It was never the intention of Q7A to even suggest that all classical fermentation processes have to be validated. I think if product quality demands that the fermenter be sterilized, than it’s probably wise to sterilize the fermenter and to validate it as such, but if you have a long history of being able to operate the process successfully and maintain product quality in the absence of sterilizing the fermenter, but rather just merely sanitizing it, than that’s probably okay. Let me just say that in the classical arena, when you’re talking about fermenters that could be five stories tall, the whole issue of validating a fermenter of that size becomes almost an impossibility from a product quality perspective and given what you’re doing is normal classical fermentation, it becomes, as you said, an economic issue more that a quality issue. In fact, unless you’re generating a whole broth of material, the fermentation is just the start of the process, and you’re going to go from there into true purification, chemical purification and extraction and clean-up. So from the classical perspective, while it’s a very nice, theoretical concept to want to validate that sterilization, what is going to happen is if you fail to really sterilize, your yields are going to go way down, you probably may even throw away your entire fermentation run if it goes bad, and in reality, will have almost no ill effect on the real product that you’re generating in the classical sense. Some of these fermenters can get very, very large and the sum cost of a batch can become very, very large, and no company wants to lose substantial chunks of a million dollars or more because the fermenter isn’t sterilized. So there can be multiple reasons for wanting to have good quality on the machinery, and product quality is one of them. There can also be valid economic reasons that really have nothing to do with product quality, but do reflect the economics of the situation.

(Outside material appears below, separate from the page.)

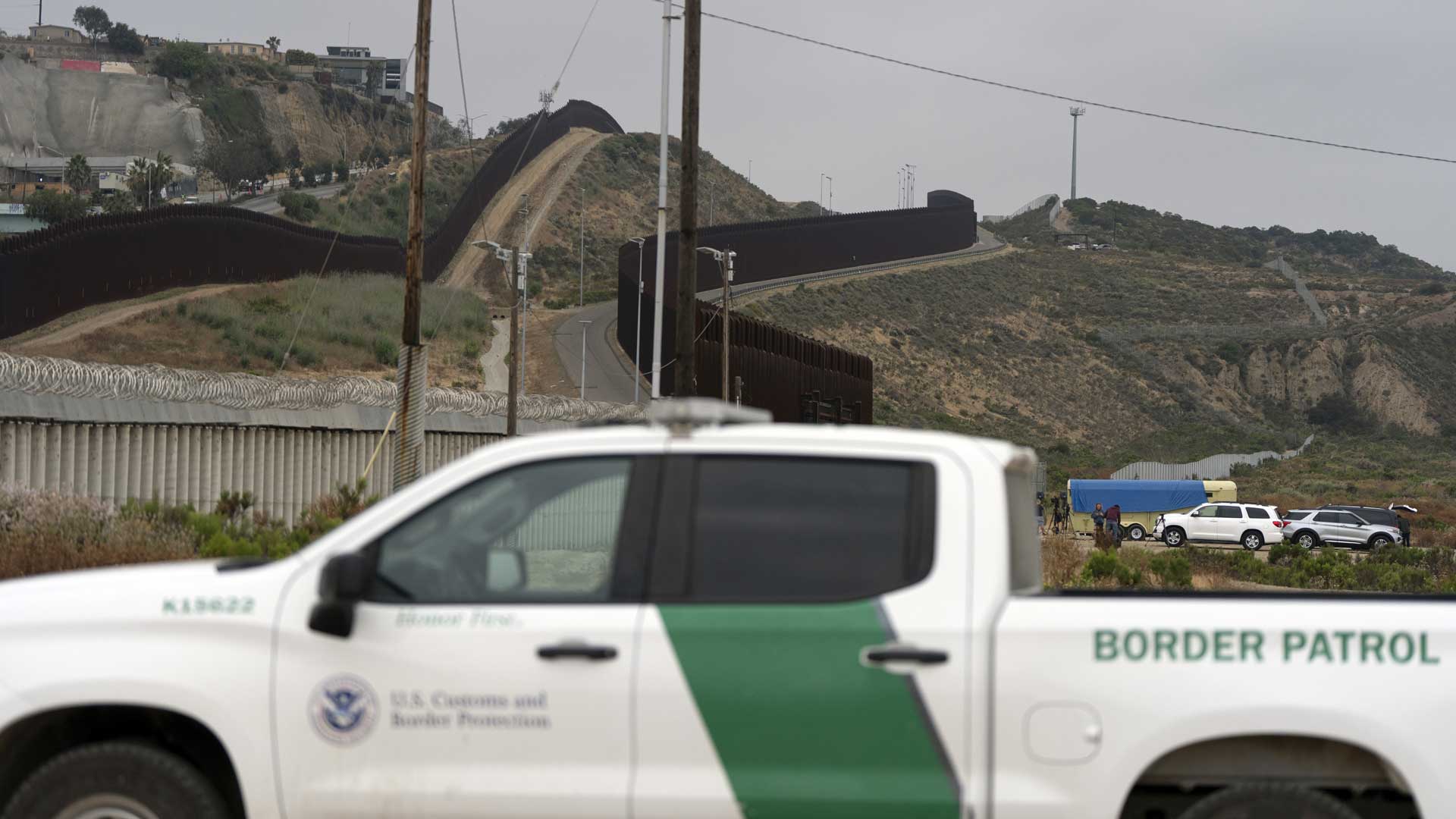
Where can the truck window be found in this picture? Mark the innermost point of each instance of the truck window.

My understanding is that you wanted to file a market application for a product prepared by classical fermentation, there would be the expectation that the critical parameters would have been identified and subjected to whatever level of validation was justifiable. I think it’s important to understand that validation of fermentation is not the same as validation of terminal sterilization autoclaves. Some parts of it certainly may resemble it such as determining whether or not the fermenter can be reliably sterilized, but the parts of the process are just not approachable with the same level of rigor, and even to determine which variables are critical is not always easy. So it’s an area, frankly, where there is not a lot of standardization, there is not a lot of useful guidance and it tends to be case by case. I think in many cases though, the processes are still so complex that it’s really difficult to make progress because the tools of science are just not there. I would go on record as an FDA rep to acknowledge, that validation of sterilization, in situ
sterilization, culture media and the fermentation process is a different animal as compared to a terminal sterilization process for a sterile drug product. Again, you have to consider what are we trying to accomplish here? The real purpose of sterilizing culture in situ, in place, is not so much to achieve total sterility for the downstream, but to try to minimize contaminants in the process in the fermentation broth that may affect your process later on. The intention for drug products is different in that it is to kill all living organisms in the product.